Inland port darkens Utah’s future

Utah News Dispatch published an op-ed from UPHE president and co-founder, Dr. Brian Moench, on the frightening future of Utah if the Inland Port continues.

Full op-ed:

Utah’s future quality of life is being decided right now by just a handful of people behind closed doors, and it’s not who you think. They are the Utah Inland Port Authority (UIPA) and they have been empowered by the legislature to launch a complete “makeover” of life along the Wasatch Front.

Development in the Salt Lake City Port area. Photo by David Jackson Photography.

Under the premise that more and more economic and population “growth” is imperative, and the faster the growth the better, UIPA is handing out taxpayer subsidies to well-connected developers to fast track the construction of large warehouse farms they euphemistically call “project areas.” UIPA’s goal is to create logistics centers that massively increase the number of goods being imported and exported from the state, including siphoning off business from West Coast ports. With a magic wand, instant economic nirvana!

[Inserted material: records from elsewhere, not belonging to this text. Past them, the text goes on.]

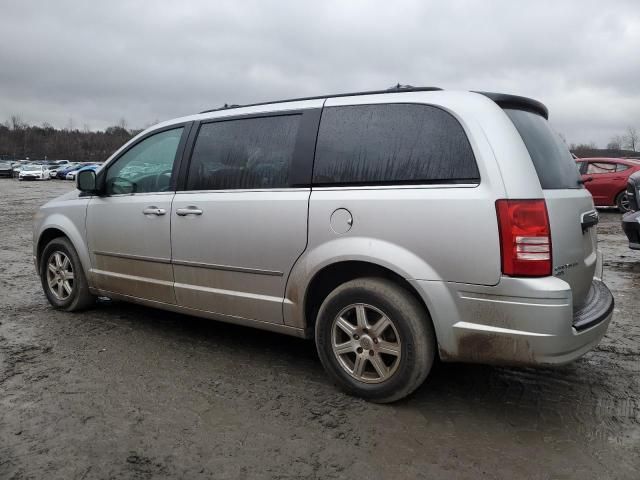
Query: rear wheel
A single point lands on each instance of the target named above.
(63, 278)
(622, 201)
(375, 339)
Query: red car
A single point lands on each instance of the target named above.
(606, 179)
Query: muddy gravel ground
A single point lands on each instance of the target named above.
(123, 391)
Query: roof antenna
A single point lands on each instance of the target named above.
(399, 86)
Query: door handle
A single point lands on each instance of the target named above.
(154, 211)
(191, 210)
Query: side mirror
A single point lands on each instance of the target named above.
(86, 181)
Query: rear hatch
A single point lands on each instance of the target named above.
(572, 216)
(633, 190)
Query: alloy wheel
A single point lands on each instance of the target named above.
(60, 276)
(366, 343)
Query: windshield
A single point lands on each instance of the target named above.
(554, 164)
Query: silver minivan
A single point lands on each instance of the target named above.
(391, 227)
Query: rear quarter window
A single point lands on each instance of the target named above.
(551, 158)
(392, 144)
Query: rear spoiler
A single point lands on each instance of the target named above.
(517, 102)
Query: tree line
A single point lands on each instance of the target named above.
(19, 140)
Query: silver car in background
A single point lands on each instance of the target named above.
(390, 226)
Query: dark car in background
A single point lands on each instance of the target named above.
(631, 219)
(606, 180)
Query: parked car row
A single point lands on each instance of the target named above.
(606, 180)
(43, 170)
(631, 219)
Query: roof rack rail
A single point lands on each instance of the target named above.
(505, 100)
(394, 89)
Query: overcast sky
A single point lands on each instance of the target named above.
(98, 62)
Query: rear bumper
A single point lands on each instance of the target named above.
(518, 322)
(631, 227)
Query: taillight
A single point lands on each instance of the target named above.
(525, 237)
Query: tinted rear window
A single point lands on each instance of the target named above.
(554, 164)
(248, 153)
(391, 143)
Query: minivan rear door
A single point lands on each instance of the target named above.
(570, 207)
(240, 221)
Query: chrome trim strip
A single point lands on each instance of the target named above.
(247, 322)
(155, 281)
(133, 257)
(246, 190)
(186, 263)
(228, 268)
(417, 186)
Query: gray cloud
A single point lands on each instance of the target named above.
(97, 62)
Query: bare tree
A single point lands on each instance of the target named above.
(16, 122)
(632, 138)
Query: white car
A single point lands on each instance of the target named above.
(34, 172)
(71, 175)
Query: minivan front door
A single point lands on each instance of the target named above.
(128, 228)
(241, 224)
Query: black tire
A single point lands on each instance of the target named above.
(80, 298)
(621, 198)
(410, 320)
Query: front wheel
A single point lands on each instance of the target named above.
(375, 339)
(63, 278)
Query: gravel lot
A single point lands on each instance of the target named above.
(123, 391)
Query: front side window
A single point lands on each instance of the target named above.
(392, 143)
(251, 153)
(146, 167)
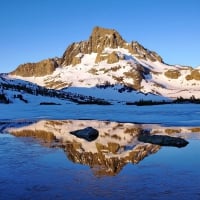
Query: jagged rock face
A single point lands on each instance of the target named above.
(45, 67)
(102, 38)
(98, 41)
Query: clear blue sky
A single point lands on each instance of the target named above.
(32, 30)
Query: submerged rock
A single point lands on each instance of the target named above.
(163, 140)
(88, 133)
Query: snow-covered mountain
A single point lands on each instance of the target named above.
(108, 67)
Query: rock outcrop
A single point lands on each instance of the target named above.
(42, 68)
(100, 39)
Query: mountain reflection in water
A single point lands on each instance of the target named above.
(116, 145)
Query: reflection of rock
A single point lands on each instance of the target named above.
(88, 133)
(104, 161)
(116, 145)
(40, 134)
(162, 140)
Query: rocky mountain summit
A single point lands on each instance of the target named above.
(106, 61)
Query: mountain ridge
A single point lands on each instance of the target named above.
(107, 59)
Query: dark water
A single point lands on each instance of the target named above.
(31, 170)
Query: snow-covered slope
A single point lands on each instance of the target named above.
(106, 64)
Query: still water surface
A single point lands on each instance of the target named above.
(30, 169)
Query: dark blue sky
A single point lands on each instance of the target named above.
(32, 30)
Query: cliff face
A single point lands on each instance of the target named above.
(42, 68)
(102, 38)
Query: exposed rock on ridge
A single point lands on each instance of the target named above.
(102, 38)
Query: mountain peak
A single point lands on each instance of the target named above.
(102, 38)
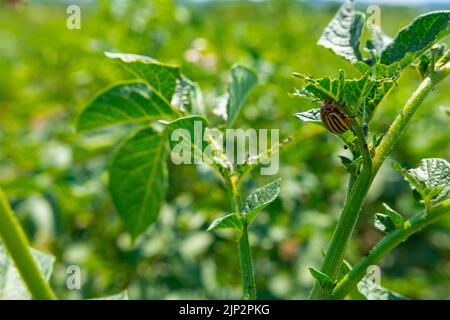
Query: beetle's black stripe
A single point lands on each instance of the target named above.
(326, 123)
(339, 123)
(332, 124)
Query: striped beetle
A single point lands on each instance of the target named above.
(333, 118)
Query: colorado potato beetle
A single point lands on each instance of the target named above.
(332, 118)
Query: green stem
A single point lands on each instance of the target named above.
(16, 243)
(245, 255)
(347, 222)
(349, 217)
(385, 246)
(401, 122)
(248, 275)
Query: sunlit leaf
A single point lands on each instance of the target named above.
(119, 296)
(242, 81)
(11, 284)
(230, 221)
(343, 32)
(431, 179)
(137, 179)
(127, 102)
(416, 37)
(160, 76)
(260, 199)
(373, 291)
(325, 281)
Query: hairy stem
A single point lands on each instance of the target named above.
(245, 255)
(16, 243)
(349, 217)
(385, 246)
(347, 222)
(401, 122)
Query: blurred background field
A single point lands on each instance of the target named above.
(57, 182)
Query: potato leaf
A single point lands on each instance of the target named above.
(230, 221)
(343, 32)
(137, 179)
(431, 179)
(127, 102)
(11, 284)
(242, 81)
(418, 36)
(260, 199)
(161, 77)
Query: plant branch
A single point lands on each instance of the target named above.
(402, 121)
(347, 222)
(245, 255)
(17, 245)
(385, 246)
(354, 201)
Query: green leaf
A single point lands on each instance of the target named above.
(325, 281)
(11, 284)
(119, 296)
(137, 179)
(373, 291)
(127, 102)
(160, 76)
(396, 218)
(379, 39)
(418, 36)
(383, 223)
(242, 81)
(431, 180)
(230, 221)
(343, 32)
(312, 115)
(389, 221)
(188, 96)
(185, 92)
(260, 199)
(188, 133)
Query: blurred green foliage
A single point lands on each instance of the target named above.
(57, 182)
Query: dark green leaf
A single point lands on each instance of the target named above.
(343, 32)
(11, 284)
(379, 39)
(119, 296)
(396, 218)
(230, 221)
(260, 199)
(384, 223)
(186, 137)
(127, 102)
(373, 291)
(160, 76)
(325, 281)
(431, 180)
(137, 179)
(242, 81)
(418, 36)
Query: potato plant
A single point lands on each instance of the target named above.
(164, 112)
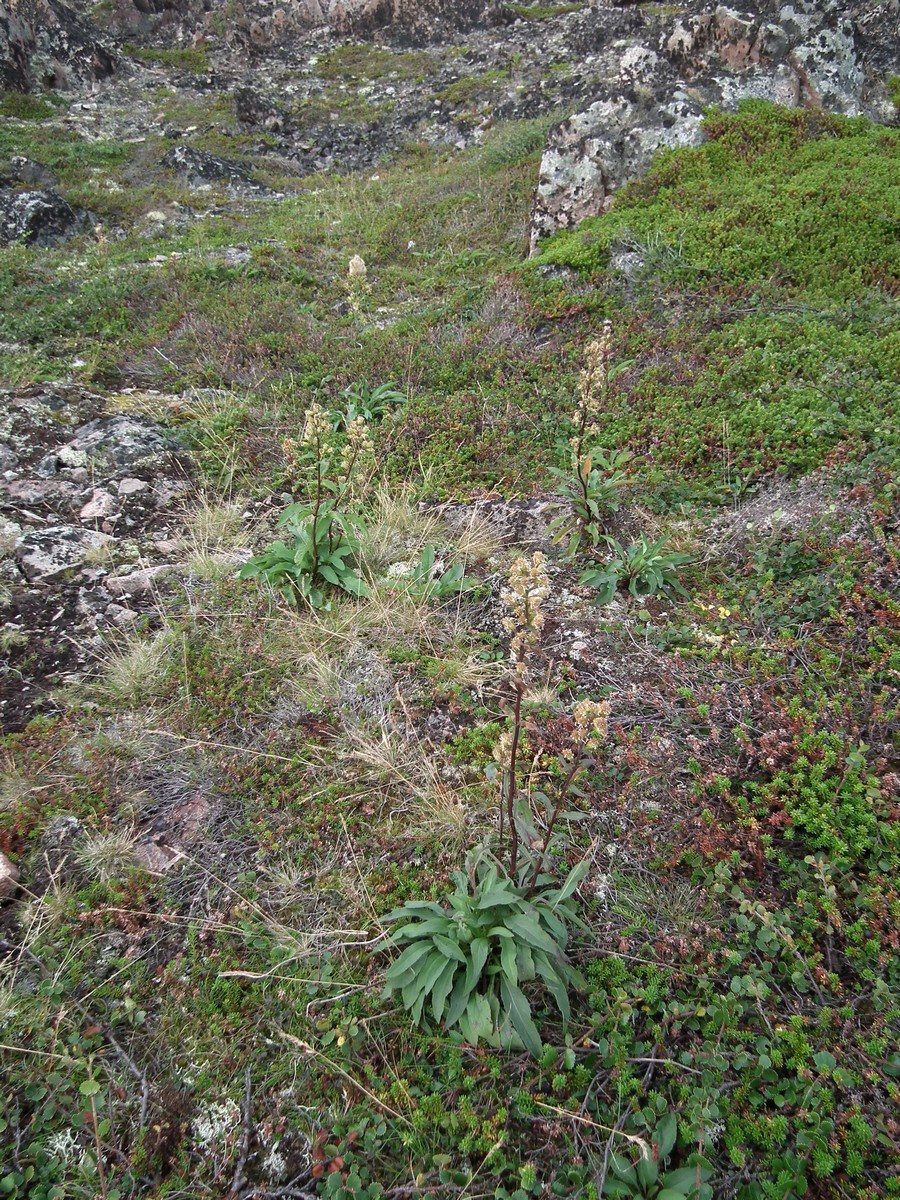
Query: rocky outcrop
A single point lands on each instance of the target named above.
(39, 217)
(810, 53)
(46, 45)
(52, 552)
(201, 169)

Well not so fast. Volunteers from the Stop the Polluting Port Coalition (SPPC) raised money for an analysis of the business model of Utah’s inland port “transloading facility,” the heart of the original port planned for Salt Lake City, by one of the nation’s premier experts on West Coast ports. He said in a detailed, 53 page analysis that UIPA’s business model is not viable. In short, the Intermountain West isn’t a big enough market to attract business from major importers, and Utah’s service-based economy doesn’t offer much for exports.

Rail doesn’t always mean less emissions. A port, however, always means increased emissions.

The first iteration of the port floundered for the very reason he identified. The collapse of the transloading scheme has resulted in taxpayers being forced to continue paying huge renting fees on vacant lots to these deep pocketed developers for absolutely nothing. A second iteration was quickly inserted in its place — multiple smaller ports scattered throughout the state. But the original fatal flaw will not be cured by breaking up the port pie into smaller pieces.

Utah’s unemployment rate is 2.8%, essentially full employment. Most of the jobs in other inland ports are low paying warehouse fulfillment jobs with no benefits. In 2020, Amazon warehouse employees were on food stamps in nine states. Even those will soon evaporate with the inevitable arrival of robotics and automation.

Furthermore, California is preparing to spend $30 billion on a complex of four inland ports in its Central Valley that are designed to ease the pressure on the California seaports. These projects would be far more viable than one in Utah, because they are all going to be located within 100 miles of their parent seaport, will be located in an import market 10 times the size of the Intermountain West, and will have a high volume of agricultural exports to balance their roles as import distributors. Still more “ports” are being planned in Nevada, Arizona, and Denver, Colorado — competition that will further erode any chance that Utah’s port network can succeed.

But if by some miracle UIPA’s strategy does succeed, get ready for more air pollution from just about every source — cars, trucks, airplanes, trains, and smoke stacks, and more dust from Great Salt Lake.

Utah doesn’t need subsidies for increasing pollution.

UIPA boasts their “project areas” will decrease air pollution by shifting product movement from trucks to trains. In California, per ton of goods shipped, trucks are cleaner than trains, and by 2030, will be about four times cleaner. But UIPA’s entire premise is their ports will attract a massive increase in product shipment through Utah — imports and exports — and that means more emissions from just about every type of transportation, nearly all of which will come from fossil fuel combustion. Mega-warehouse farms in other states are not nicknamed “diesel deaths zones” because they cleaned up community air pollution.

Furthermore, rail yards are hardly cleaner than truck depots. Transfer of a shipping container to and from a train in a rail yard requires a diesel “switcher” engine, usually the most polluting engines in operation, spewing diesel exhaust 24/7. A loophole in the Clean Air Act allows locomotives to remain in operation indefinitely, and many are 60-70 years old. Bringing more rail yards and ports to Utah’s communities will hardly improve anyone’s air quality or quality of life. As one resident living along the BNSF Railway in the San Francisco Bay Area said, “Nobody wants to live next to a railroad track. You move next to a railroad track because you don’t have other options.”

UIPA’s project areas will smother 50,000 acres of Utah Lake and Great Salt Lake wetlands with seas of asphalt and concrete. You cannot save Great Salt Lake by amputating its wetlands.

Finally, UIPA flaunts another reality — water consumption. Joliet, Illinois, home to the largest inland port in the country, through which about 4% of U.S. gross domestic product flows, is running out of water because of the logistics industry. And they are not in a desert. Last year, Amazon, Dollar Tree, DHL, Interstate, and Home Depot, just 2% of all the warehouses in the county, used 20.5 million gallons of water. Water consumed by a network of Utah ports will almost certainly be stolen from Great Salt Lake. Even conservative lawmakers recognize the potential catastrophe.

UIPA is taking control of the quality of life on the Wasatch Front, much to the delight of a handful of corporate developers. As for everyone else, we will all suffer the consequences.